US Senate: loyalty and relationship through the first session of the 117th Congress
INTRODUCTION
In this project I will analyze the US Senate through two research questions:
In the first question, I research the possible connection between the seniority of the members of the upper chamber of the Congress and their position with respect to their Party Leader. I will use each cast vote and recode these looking at the vote expressed by their Leader, starting from considering the equal political division of the US Senate with just the Vice president casting the tie-breaking vote. For this reason, I want to observe if the seniority could influence how senators cast their vote, considering that they used to vote quite more similar to their leader, while the juniors will vote more differently. (2008)
In the second question, I will start from what is now considered as a general opinion about US politics: it is polarized, and the Senate is the place where it is more evident. Starting from this statement, I will use each introduced bill in the first session of the 117th Congress, the one that goes through 2021, and I will observe who are the sponsors and who are their cosponsors. Then I will reorganize the data obtained in a data frame to count the number of connections between them. To show the results of the analysis, I will create a network analysis through which observe the connection between the two parties. (2011)
In my research I will need a these of packages:
library(tidyverse)
library(jsonlite)
library(RCurl)
library(stringi)
library(rio)
library(plotly)
library(htmlwidgets)
library(igraph)
library(xml2)
library(here)FIRST RESEARCH QUESTION
DATA EXTRACTION
To research the data needed for the first question, I will use the API from the website ProPublica that takes its information directly from the pages of the two chambers of Congress.

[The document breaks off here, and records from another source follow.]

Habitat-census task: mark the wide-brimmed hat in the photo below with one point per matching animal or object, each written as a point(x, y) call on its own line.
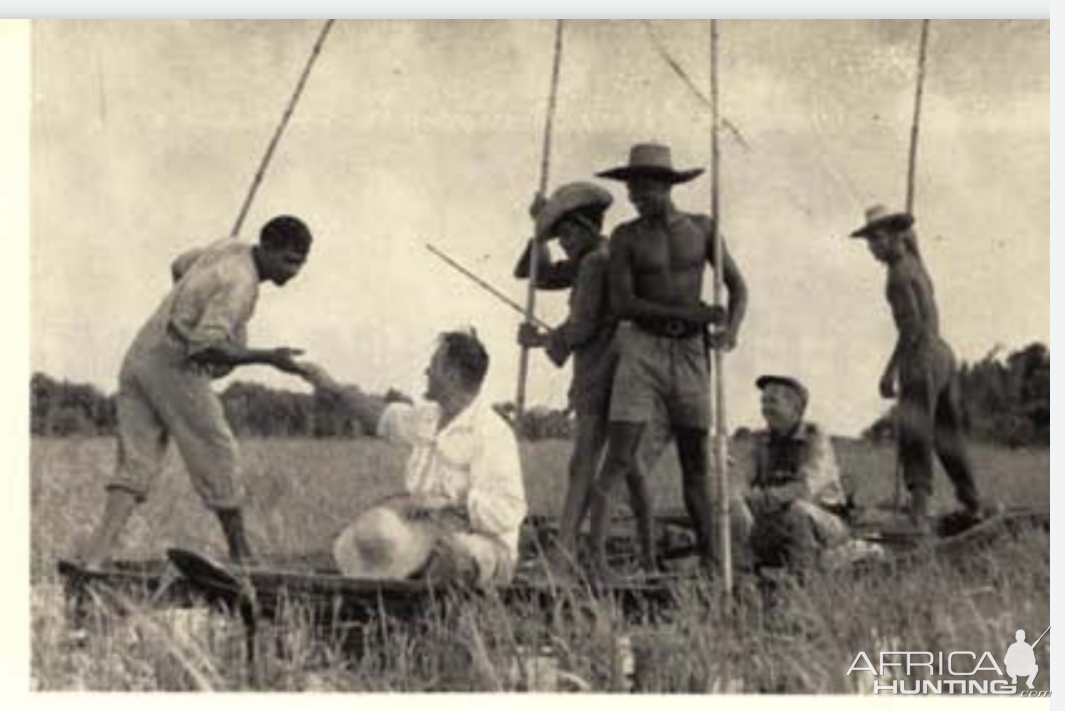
point(382, 545)
point(879, 216)
point(652, 161)
point(787, 381)
point(567, 198)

I will use the API to extract two pieces of information:
The complete list of Senators from the 117th Congress,
list_sen <- RCurl::getURL(senator,
httpheader = c(key))
cat(list_sen)
list1 <- fromJSON(list_sen)
list2 <- list1[[3]][[1]]
list3 <- list2[[5]]
sen_list <- as.data.frame(do.call(rbind, list3))The complete list of the votes cast by each senator during this Congress
i <- 1
for(i in 1:nrow(links1)){
result <- as.data.frame(RCurl::getURL(links1$`stri_paste(votes, 1:528, ".json")`,
httpheader = c(links1$key)))
Sys.sleep(1)
}
votes_list <- list()
i <- 1
for (i in 1:528){
vote_step <- fromJSON(result[[i]])
votes_list[[length(votes_list)+1]] <- vote_step
}
sen_vote <- list()
i <- 1
for (i in 1:528){
vote2 <- votes_list[[i]][[3]][[1]][[1]][["positions"]]
sen_vote[[length(sen_vote)+1]] <- vote2
}
off_vote <- list()
i <- 1
for (i in 1:length(sen_vote)){
list_step <- c(sen_vote[[i]])
off_vote[[length(off_vote)+1]] <- list_step
}
all_vote <- list()
i <- 1
for (i in 1:length(sen_vote)){
off_step <- as.data.frame(do.call(rbind, sen_vote[[i]]))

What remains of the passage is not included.